Afganistan, milyonlarca insanın gıda güvensizliği içinde yaşadığı bir ülkede herkesin karşılayabileceği birkaç gıdadan biri olan ekmeğe bel bağlama konusunda uzun bir geleneğe sahip.

Her gün şafak vakti, Cemil Gafori, beş adamla birlikte sıkışık bir Kabil fırınının zemininde çalışmaya başlıyor ve binlerce geleneksel yassı ekmek üretiyor.

Gafori'nin 27 yıldır yaptığı sıradan ekmek, her bir parçası zemine gömülmüş bir toprak fırının duvarına çarpılarak yapıştırılmış, doyurucu çıtır bir kenara sahip kabarık bir ekmek.

Afganlar ekmeğe bel bağlıyor, diyor Gafori. Bu yüzden kendisi ve beş adımlı sürecin bir kısmından sorumlu olan meslektaşları işleriyle gurur duyuyorlar.

  • Bazıları yuvarlak, bazıları kano benzeri şekillerde gerilmiş, bazıları susam veya şeker serpilmiş ekmek yığınları, Afgan başkentindeki fırınların eğimli vitrinlerini kaplayan çatı kiremitleri gibi üst üste biniyor.

Dükkânda bir günde yaklaşık 3.500 ekmek sattıklarını söyleyen fırın çalışanı Şefik ise, ekmeğe olan ihtiyacın asla ama asla azalmayacağını şu sözlerle ifade ediyor:

"Afganistan'ın ekmeğe bel bağlama konusunda uzun bir geleneği var. Burada ekmek tüketimi artabilir, ancak asla azalmayacak."

Erkekler, kadınlar ve çocuklar, zengin ve fakir, yağmurda veya güneşte, yemeklerine eşlik edecek taze ekmek almak için her gün birkaç kez en yakın fırına uğruyorlar.

"Ekmek, Afganistan'ın en sevilen ve en ünlü yiyeceklerinden biridir” diyen 28 yaşındaki Muhammad Masi, soğuk bir gecede bisikletiyle evine giderken aldığı ekmekleri göstererek şöyle diyor:

"Afganistan'da ekmek olmadan başkalarıyla yemek yemek eksik hissettirir."

Bey Murad Nabizada'nın Doğu Kabil'deki evinde, dört kişilik ailesiyle akşam yemeklerini yediği yerde, zemine serili renkli örtünün üzerinde, ev yapımı sert somunların parçaları yer bulunuyor. Çoğu gün birlikte yemek yiyebilecekleri tek zaman bu oluyor.

51 yaşındaki Nabizada, ekmek dilimlerinin arasına pilav, fasulye ve salata koyarak, "Ekmeğimizi evde yapmayı tercih ediyoruz çünkü kendi ellerimizle pişiriyoruz." diyor.

"Allah’a şükür doğduğumdan beri ekmeksiz bir gün geçirmedim.
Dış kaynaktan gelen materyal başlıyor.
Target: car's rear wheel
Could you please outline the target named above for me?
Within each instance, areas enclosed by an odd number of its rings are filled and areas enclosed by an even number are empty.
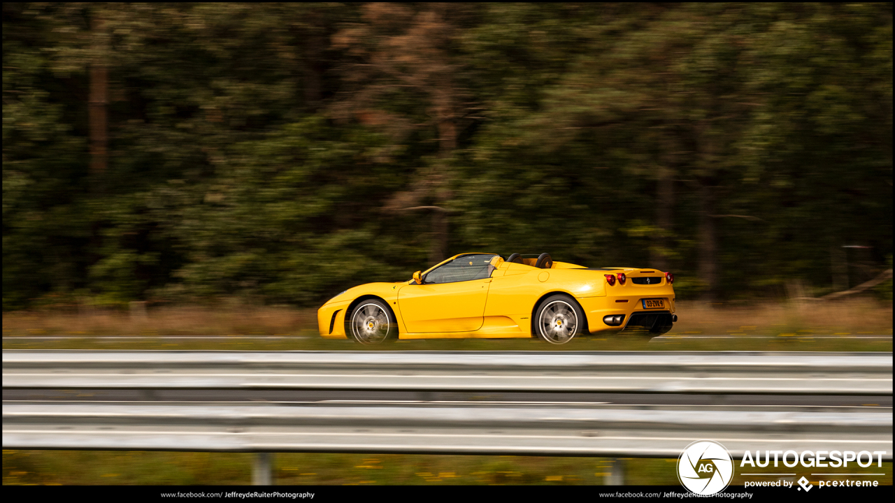
[[[552,295],[538,307],[534,316],[538,337],[550,344],[566,344],[584,330],[584,313],[568,295]]]
[[[397,323],[381,301],[362,301],[351,313],[351,336],[363,345],[381,344],[397,338]]]

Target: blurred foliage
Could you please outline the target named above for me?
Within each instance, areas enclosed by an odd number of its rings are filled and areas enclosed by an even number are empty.
[[[430,266],[426,205],[448,254],[659,260],[682,297],[891,268],[891,4],[3,12],[4,310],[315,305]]]

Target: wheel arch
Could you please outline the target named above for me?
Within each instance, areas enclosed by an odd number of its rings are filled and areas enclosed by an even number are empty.
[[[354,314],[354,308],[357,307],[357,304],[362,303],[363,301],[369,301],[369,300],[379,301],[380,303],[384,303],[386,305],[386,308],[388,309],[388,313],[391,314],[391,316],[392,316],[392,320],[395,320],[395,328],[396,328],[396,329],[397,329],[398,333],[400,334],[401,333],[400,322],[397,320],[397,316],[395,315],[395,310],[392,309],[391,304],[388,303],[388,301],[383,299],[382,297],[380,297],[379,295],[374,295],[372,294],[367,294],[361,295],[361,296],[357,297],[354,301],[351,301],[351,303],[348,304],[347,308],[345,308],[345,336],[348,335],[348,324],[351,323],[351,316]]]
[[[591,333],[590,332],[591,328],[587,324],[587,311],[585,311],[584,308],[582,307],[581,303],[578,302],[578,299],[575,299],[575,295],[573,295],[572,294],[569,294],[568,292],[565,292],[563,290],[551,290],[550,292],[547,292],[547,293],[541,294],[538,298],[538,300],[534,303],[534,306],[532,307],[532,314],[531,314],[531,316],[529,318],[529,320],[531,320],[531,321],[532,321],[530,323],[530,327],[529,327],[529,329],[532,332],[532,337],[537,338],[537,337],[538,337],[538,334],[535,331],[537,329],[537,328],[534,326],[534,323],[535,323],[535,320],[534,319],[535,319],[535,316],[538,313],[538,309],[541,307],[541,304],[542,304],[544,303],[544,301],[546,301],[548,299],[548,297],[552,297],[553,295],[565,295],[565,296],[568,297],[569,299],[571,299],[572,302],[575,303],[575,305],[578,306],[578,309],[581,310],[581,312],[583,312],[584,314],[584,316],[583,316],[583,318],[584,320],[584,327],[582,328],[581,335],[583,335],[583,336],[589,335]]]

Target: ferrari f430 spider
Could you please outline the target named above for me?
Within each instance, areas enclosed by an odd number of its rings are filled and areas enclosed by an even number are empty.
[[[671,329],[674,276],[655,269],[585,268],[547,253],[462,253],[399,283],[342,292],[317,311],[320,336],[378,344],[397,338],[539,337]]]

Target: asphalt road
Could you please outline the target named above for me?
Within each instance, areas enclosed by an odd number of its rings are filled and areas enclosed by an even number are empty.
[[[350,405],[395,404],[439,405],[556,405],[597,408],[702,410],[891,409],[891,396],[700,395],[657,393],[537,393],[277,389],[4,389],[8,401],[73,402],[269,402]]]

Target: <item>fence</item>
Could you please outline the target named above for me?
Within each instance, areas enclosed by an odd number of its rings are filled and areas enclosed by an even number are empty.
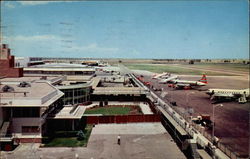
[[[158,114],[85,116],[87,124],[160,122]]]

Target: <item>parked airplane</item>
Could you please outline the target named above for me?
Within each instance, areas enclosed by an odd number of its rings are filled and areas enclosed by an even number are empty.
[[[210,99],[238,99],[239,103],[246,103],[249,98],[249,88],[247,89],[208,89],[206,94]]]
[[[168,73],[168,72],[163,72],[163,73],[161,73],[161,74],[156,74],[156,75],[154,75],[153,77],[152,77],[152,79],[158,79],[158,78],[162,78],[162,77],[167,77],[167,76],[169,76],[170,75],[170,73]]]
[[[203,74],[202,78],[198,81],[188,81],[188,80],[171,80],[173,84],[169,84],[169,87],[173,87],[176,89],[190,89],[195,87],[205,86],[207,84],[206,75]]]
[[[178,78],[178,76],[176,76],[176,75],[169,76],[169,77],[167,77],[167,78],[161,79],[161,80],[159,81],[159,83],[166,84],[166,83],[168,83],[168,82],[170,82],[170,81],[172,81],[172,80],[175,80],[175,79],[177,79],[177,78]]]

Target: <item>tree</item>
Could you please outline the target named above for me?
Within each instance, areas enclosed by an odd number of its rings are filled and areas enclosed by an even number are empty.
[[[85,134],[83,133],[82,130],[78,131],[76,136],[78,140],[83,140],[85,138]]]

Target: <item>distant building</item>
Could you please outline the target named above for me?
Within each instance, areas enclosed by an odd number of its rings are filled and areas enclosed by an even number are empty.
[[[0,77],[22,77],[23,69],[15,68],[15,57],[11,56],[11,50],[7,44],[0,48]]]
[[[58,67],[28,67],[24,68],[25,74],[37,75],[94,75],[93,68],[58,68]]]

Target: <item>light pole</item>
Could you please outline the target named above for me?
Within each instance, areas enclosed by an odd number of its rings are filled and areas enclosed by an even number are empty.
[[[215,130],[215,125],[214,125],[214,123],[215,123],[215,119],[214,119],[214,109],[215,109],[215,107],[222,107],[223,106],[223,104],[217,104],[217,105],[214,105],[213,104],[213,131],[212,131],[212,140],[214,140],[214,130]]]
[[[188,110],[188,114],[190,115],[191,113],[191,110],[189,110],[190,109],[190,107],[189,107],[189,95],[190,94],[195,94],[195,92],[189,92],[189,93],[186,93],[186,109]]]

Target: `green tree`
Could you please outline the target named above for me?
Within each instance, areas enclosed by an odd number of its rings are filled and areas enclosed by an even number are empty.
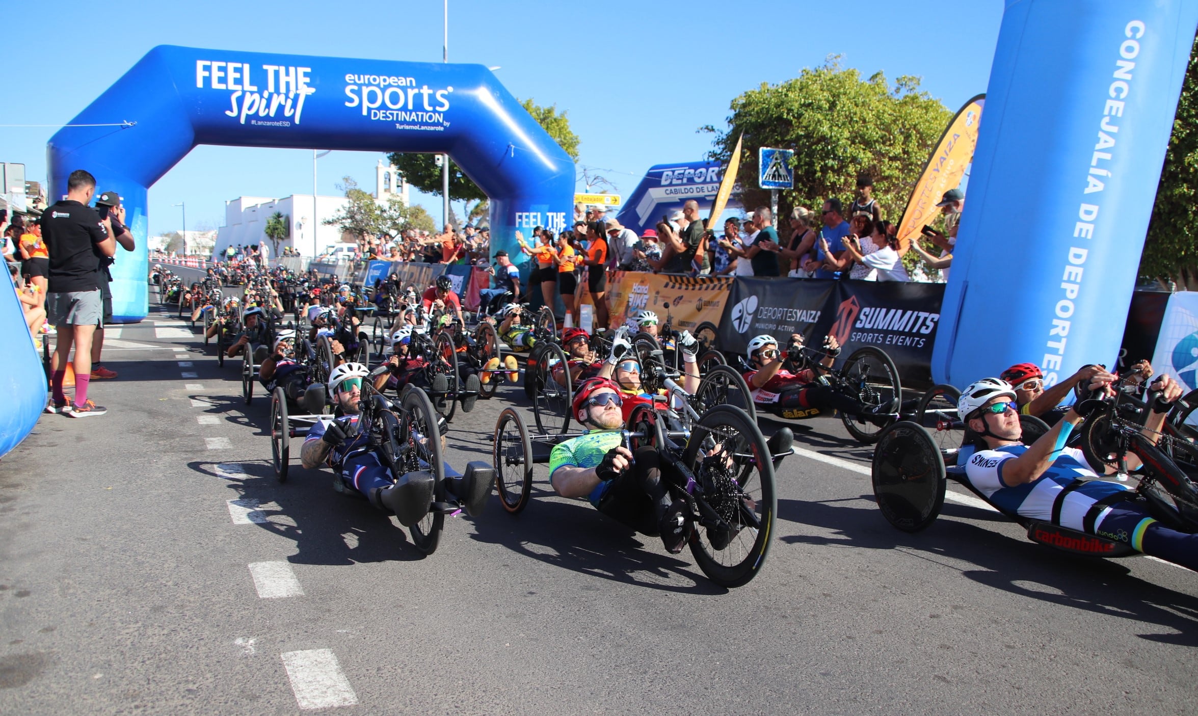
[[[1198,290],[1198,38],[1173,119],[1139,274]]]
[[[337,188],[345,193],[349,200],[341,211],[323,220],[328,226],[337,226],[344,233],[357,237],[374,236],[383,229],[382,208],[375,202],[374,196],[359,189],[353,177],[341,177],[341,183]]]
[[[274,255],[278,256],[279,242],[286,238],[290,232],[288,217],[283,212],[274,212],[266,219],[266,226],[262,227],[262,232],[266,233],[266,238],[271,239],[271,248],[274,249]]]
[[[715,133],[713,159],[727,162],[744,132],[738,181],[746,207],[769,206],[769,192],[757,188],[758,147],[794,150],[794,188],[779,198],[779,213],[793,206],[816,212],[829,196],[846,207],[857,190],[858,175],[873,178],[873,195],[897,222],[919,180],[936,140],[952,113],[919,91],[919,78],[903,75],[891,86],[875,73],[863,80],[857,69],[840,66],[831,55],[823,66],[805,68],[778,85],[762,83],[731,104],[728,129]],[[782,224],[785,226],[785,224]]]
[[[556,104],[540,107],[532,99],[525,99],[520,104],[565,150],[571,159],[575,162],[579,159],[579,135],[570,131],[570,121],[567,119],[565,111],[558,113]],[[403,172],[407,183],[420,192],[441,195],[442,169],[436,165],[435,154],[394,152],[387,158]],[[470,181],[453,162],[449,163],[449,196],[458,201],[486,199],[486,194],[478,188],[478,184]]]

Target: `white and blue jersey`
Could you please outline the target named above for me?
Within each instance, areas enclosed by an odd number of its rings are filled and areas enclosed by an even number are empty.
[[[1054,522],[1072,529],[1093,532],[1111,512],[1109,503],[1085,529],[1085,516],[1095,503],[1127,491],[1117,483],[1096,479],[1096,471],[1077,448],[1065,448],[1042,475],[1023,485],[1003,481],[1006,461],[1027,453],[1027,445],[1004,445],[996,450],[979,450],[966,462],[969,483],[996,506],[1033,520]],[[1078,480],[1084,480],[1078,483]],[[1057,500],[1060,499],[1060,505]],[[1057,518],[1054,520],[1054,512]]]

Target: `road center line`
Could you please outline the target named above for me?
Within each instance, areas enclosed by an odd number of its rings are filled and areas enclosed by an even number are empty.
[[[815,450],[807,450],[805,448],[794,448],[794,454],[803,455],[804,457],[807,457],[809,460],[815,460],[817,462],[834,465],[836,467],[847,469],[849,472],[854,472],[860,475],[872,477],[872,472],[870,471],[869,467],[865,467],[864,465],[859,465],[857,462],[851,462],[842,457],[833,457],[831,455],[824,455],[823,453],[816,453]],[[998,511],[994,508],[990,506],[988,503],[974,497],[973,494],[962,494],[960,492],[954,492],[952,490],[944,491],[944,499],[949,502],[955,502],[957,504],[969,505],[972,508],[990,510],[991,512]]]
[[[249,574],[254,577],[254,589],[258,589],[261,599],[303,596],[300,580],[288,562],[254,562],[249,565]]]
[[[301,709],[331,709],[358,703],[332,649],[284,651],[280,656]]]

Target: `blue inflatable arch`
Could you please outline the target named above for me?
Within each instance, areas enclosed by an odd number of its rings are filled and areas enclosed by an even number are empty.
[[[48,146],[50,196],[74,169],[123,198],[138,250],[117,256],[113,313],[139,321],[146,296],[146,192],[200,144],[446,152],[490,199],[492,250],[516,229],[564,229],[574,162],[479,65],[267,55],[161,45]],[[522,259],[522,256],[521,256]]]

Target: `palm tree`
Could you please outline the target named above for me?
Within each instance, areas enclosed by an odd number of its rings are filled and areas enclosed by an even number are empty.
[[[276,256],[279,255],[279,242],[288,237],[289,229],[290,223],[283,212],[274,212],[266,219],[266,226],[262,231],[266,233],[266,238],[271,239]]]

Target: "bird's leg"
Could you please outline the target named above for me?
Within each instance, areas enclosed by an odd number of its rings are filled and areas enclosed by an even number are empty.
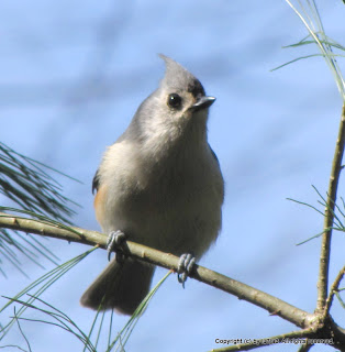
[[[111,252],[115,252],[115,260],[119,263],[124,262],[126,254],[124,252],[124,242],[126,235],[121,231],[111,231],[107,241],[108,260],[110,261]]]
[[[193,266],[196,264],[196,257],[190,253],[185,253],[180,256],[180,261],[177,267],[177,279],[182,284],[185,288],[185,283],[187,277],[190,275]]]

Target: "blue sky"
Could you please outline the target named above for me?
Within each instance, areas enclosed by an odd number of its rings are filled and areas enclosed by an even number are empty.
[[[318,4],[326,33],[344,44],[344,3]],[[265,4],[36,0],[20,7],[4,1],[0,33],[1,141],[82,182],[57,177],[65,195],[82,205],[74,221],[87,229],[99,230],[90,189],[102,152],[157,87],[164,75],[157,54],[194,74],[216,97],[209,141],[226,183],[222,233],[200,264],[308,311],[314,309],[320,240],[296,244],[319,233],[323,219],[287,198],[318,206],[311,185],[325,195],[342,100],[321,58],[270,72],[316,53],[315,47],[282,48],[307,35],[283,0]],[[87,249],[54,240],[48,246],[62,262]],[[344,235],[335,233],[331,282],[344,265],[343,252]],[[8,296],[44,274],[22,261],[30,279],[5,266],[9,278],[0,280]],[[87,331],[93,312],[79,307],[79,296],[105,264],[105,253],[97,251],[43,298]],[[165,273],[157,270],[154,282]],[[337,302],[332,314],[344,327],[344,310]],[[126,320],[116,316],[114,331]],[[34,337],[35,351],[46,351],[47,345],[53,352],[81,351],[64,331],[34,323],[23,327]],[[182,289],[170,276],[138,322],[127,350],[208,351],[222,346],[215,344],[216,338],[270,337],[293,329],[198,282],[190,279]],[[7,343],[24,345],[18,330],[8,339]],[[279,346],[279,351],[296,349]]]

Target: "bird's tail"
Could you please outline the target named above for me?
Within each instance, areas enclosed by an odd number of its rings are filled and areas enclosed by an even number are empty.
[[[153,265],[131,258],[118,263],[113,257],[80,298],[81,306],[115,309],[132,315],[147,295],[154,274]]]

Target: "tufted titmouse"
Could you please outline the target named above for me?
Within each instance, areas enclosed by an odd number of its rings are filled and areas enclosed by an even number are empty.
[[[218,237],[224,198],[207,136],[208,108],[215,98],[205,96],[178,63],[160,57],[166,74],[159,88],[108,147],[96,173],[96,217],[104,233],[118,231],[131,241],[199,258]],[[131,315],[148,293],[154,270],[113,257],[80,302]]]

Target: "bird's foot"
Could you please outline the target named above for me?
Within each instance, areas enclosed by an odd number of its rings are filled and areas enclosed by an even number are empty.
[[[111,252],[115,252],[116,262],[123,263],[126,258],[124,243],[126,235],[121,231],[111,231],[107,241],[108,260],[110,261]]]
[[[180,256],[180,261],[177,267],[177,279],[179,283],[182,284],[183,288],[187,277],[190,275],[194,264],[196,257],[192,256],[190,253],[185,253]]]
Başka hiçbir şeyimiz olmasa bile, her zaman bir parça ekmeğimiz vardı."

Kahvaltı, öğle yemeği ve akşam yemeği

Dünya Gıda Programı'na göre 12,4 milyon insanın akut gıda güvensizliği içinde yaşadığı dünyanın en fakir ülkelerinden biri olan Afganistan'daki birçok kişi için ekmek, öğünlerin en büyük bölümünü oluşturuyor.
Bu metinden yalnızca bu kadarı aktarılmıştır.